What Does It Mean to Support Vulnerable Students During the Pandemic?

What Does It Mean to Support Vulnerable Students During the Pandemic? 

By Beckie SupianoJUNE 25, 2020 

You’re reading the latest issue of Teaching, a weekly newsletter from a team of Chronicle journalists. This week: 

  • I share some thoughts on supporting vulnerable students during the pandemic. 

  • I describe a new paper on participation gaps in an active-learning course. 

  • I pass along a couple of additional resources on inclusive teaching. 

  • I point you toward a new student survey about emergency online teaching. 

Different Pandemic Experiences 

Sharing computers and bandwidth with multiple people. Caring for younger siblings home from school. Working in grocery stores, an Amazon warehouse, and a nursing home. Those were among the challenges faced by Laura Tilghman’s students this spring. 

I followed along — virtually — as Tilghman, an assistant professor of anthropology at Plymouth State University, navigated emergency online instruction. For Tilghman, the semester deepened a commitment to being compassionate with her students.
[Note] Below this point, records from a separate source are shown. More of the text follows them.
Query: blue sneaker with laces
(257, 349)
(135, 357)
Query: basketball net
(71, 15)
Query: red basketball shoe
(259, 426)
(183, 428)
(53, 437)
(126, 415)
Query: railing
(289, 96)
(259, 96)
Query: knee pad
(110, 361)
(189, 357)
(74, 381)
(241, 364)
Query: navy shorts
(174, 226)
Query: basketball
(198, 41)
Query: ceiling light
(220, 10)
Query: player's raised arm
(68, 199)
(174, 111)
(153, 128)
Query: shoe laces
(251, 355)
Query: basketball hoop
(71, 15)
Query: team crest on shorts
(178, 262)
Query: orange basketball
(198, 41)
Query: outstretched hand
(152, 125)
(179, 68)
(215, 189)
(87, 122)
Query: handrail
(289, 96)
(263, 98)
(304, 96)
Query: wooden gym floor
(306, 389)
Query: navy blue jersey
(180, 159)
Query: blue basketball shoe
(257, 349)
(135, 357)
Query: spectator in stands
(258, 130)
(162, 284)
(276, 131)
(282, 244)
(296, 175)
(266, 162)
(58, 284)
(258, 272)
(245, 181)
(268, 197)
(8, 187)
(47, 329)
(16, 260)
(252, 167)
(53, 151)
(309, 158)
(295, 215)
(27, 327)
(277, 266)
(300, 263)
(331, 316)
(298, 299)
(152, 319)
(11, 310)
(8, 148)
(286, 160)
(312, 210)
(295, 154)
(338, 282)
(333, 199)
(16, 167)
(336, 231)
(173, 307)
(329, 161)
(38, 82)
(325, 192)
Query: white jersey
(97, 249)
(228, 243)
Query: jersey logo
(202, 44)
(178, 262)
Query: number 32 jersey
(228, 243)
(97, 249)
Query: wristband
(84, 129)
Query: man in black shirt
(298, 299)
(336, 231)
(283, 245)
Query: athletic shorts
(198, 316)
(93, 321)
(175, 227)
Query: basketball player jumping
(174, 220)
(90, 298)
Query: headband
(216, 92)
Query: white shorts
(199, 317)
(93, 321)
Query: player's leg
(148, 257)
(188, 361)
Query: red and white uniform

You can read my story about her experience here. 

One way she and other professors looked out for students this spring was by streamlining their courses. This example didn’t make it into the story, but early on, Tilghman had students post in a discussion board and respond to one another’s comments. Some of them found that overwhelming, though. So she changed gears, having students instead submit their reflections directly to her, even though that meant losing the discussion component of class. 

Before I covered teaching, my beat was financial aid. As anyone working in that corner of a campus can tell you, the families that appeal colleges’ scholarship offers are usually not the ones who most need more support. I’ve thought of that dynamic as I’ve heard students and parents express their frustration about emergency online teaching. One common complaint: Classes were neither held live nor designed with a lot of interaction. 

Sure, no one got the academic experience this spring they had expected, for a host of reasons. But maybe some of the instructional choices families have complained about were made with vulnerable students in mind. I’ve wondered if well-off parents working from home during the pandemic have thought about what remote instruction was like for their kid’s classmate who was sharing a laptop, or working in a warehouse. 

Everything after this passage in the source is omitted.